The $50 million funding round announced by BigID on Thursday (Sept. 5) brings its venture funding total nearly $100 million since its founding last year. Participating in the Series C round were leader Bessemer Venture Partners along with new investor, Salesforce Ventures. Existing funders include Boldstart, Clearsky, Comcast Ventures, Fund, and Scale Venture Partners.

New York-based BigID’s twist on data privacy involves providing better visibility into “contextual data” collected by companies, how and where it is stored as well as who has access to customer data. The startup’s technology then matches users to their data.

The startup also this week released the latest version of its enterprise platform incorporating AI and analytics tools geared toward data privacy. The automation tools include a “data discovery” feature used to identify data by type, then correlate data components back to an individual or entity.

Along with data coverage across unstructured data servers and organized relational databases, the upgraded platform also supports high-speed data pipelines widely used to process petabytes of data in real time. BigID’s approach is billed as bringing scalable data discovery and governance to data pipeline stacks such as Apache Kafka and Amazon Kinesis.

That capability is designed to allow users to process large data volumes while complying with European and upcoming California data privacy regulations.

The startup’s data privacy niche revolves around automating data operations. “For too long, companies tried to solve their data privacy needs with recollection, not records,” said Nimrod Vax, BigID’s co-founder and chief product officer. That process involved manual identification and mapping of sensitive data across enterprises, often resulting in errors.

BigID asserts that earlier solutions were often inaccurate and designed only for specific data sources while failing to comply with current privacy, security and governance requirements. As California prepares to enact new data privacy rules, BigID and other startups are attempting to fill that gap.

Its AI-powered data discovery platform aims to help companies comply with new global rules like the EU’s General Data Protection Regulation and the California Consumer Privacy Act by organizing and correlating data collected by companies about their customers.
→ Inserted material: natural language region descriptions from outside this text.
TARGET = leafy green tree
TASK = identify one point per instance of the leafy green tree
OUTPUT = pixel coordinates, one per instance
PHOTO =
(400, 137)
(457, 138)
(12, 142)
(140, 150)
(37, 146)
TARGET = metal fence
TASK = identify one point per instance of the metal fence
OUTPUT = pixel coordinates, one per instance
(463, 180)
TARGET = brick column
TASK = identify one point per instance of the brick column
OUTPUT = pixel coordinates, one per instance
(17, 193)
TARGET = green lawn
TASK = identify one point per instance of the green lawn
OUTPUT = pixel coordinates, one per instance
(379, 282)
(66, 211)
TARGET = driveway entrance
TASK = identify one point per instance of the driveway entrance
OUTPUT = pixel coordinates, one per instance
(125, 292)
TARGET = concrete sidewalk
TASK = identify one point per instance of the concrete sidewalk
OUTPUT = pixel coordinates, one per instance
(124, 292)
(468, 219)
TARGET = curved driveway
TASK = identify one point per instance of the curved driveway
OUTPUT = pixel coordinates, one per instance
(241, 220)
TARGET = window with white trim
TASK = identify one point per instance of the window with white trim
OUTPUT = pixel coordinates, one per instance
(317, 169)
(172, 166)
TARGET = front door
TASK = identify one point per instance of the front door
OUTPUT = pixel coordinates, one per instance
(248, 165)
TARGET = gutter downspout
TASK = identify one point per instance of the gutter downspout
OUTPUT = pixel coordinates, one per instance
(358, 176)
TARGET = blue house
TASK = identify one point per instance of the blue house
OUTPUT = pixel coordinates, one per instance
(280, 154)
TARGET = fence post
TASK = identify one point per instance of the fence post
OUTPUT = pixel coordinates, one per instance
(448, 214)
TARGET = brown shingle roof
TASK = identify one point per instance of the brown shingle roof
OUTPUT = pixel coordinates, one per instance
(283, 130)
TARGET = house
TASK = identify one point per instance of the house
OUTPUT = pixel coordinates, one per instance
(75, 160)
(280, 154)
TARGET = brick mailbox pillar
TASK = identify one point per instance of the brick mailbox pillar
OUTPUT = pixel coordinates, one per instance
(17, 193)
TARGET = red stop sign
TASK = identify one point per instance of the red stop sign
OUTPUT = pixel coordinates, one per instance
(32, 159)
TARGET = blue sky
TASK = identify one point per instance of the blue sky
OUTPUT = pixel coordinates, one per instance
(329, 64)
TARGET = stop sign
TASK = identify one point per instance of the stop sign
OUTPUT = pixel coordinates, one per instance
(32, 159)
Demand for such products appears to be growing as data privacy rules are strengthened. That demand is attracting investment in startups like BigID. Dimitri Sirota, the startup’s CEO and co-founder, noted it “hadn’t even touched our Series B” funding before new investors came calling.

BigID currently has 150 employees worldwide and has expansion plans, citing industry forecasts pegging the global data privacy market at $158 billion by 2024.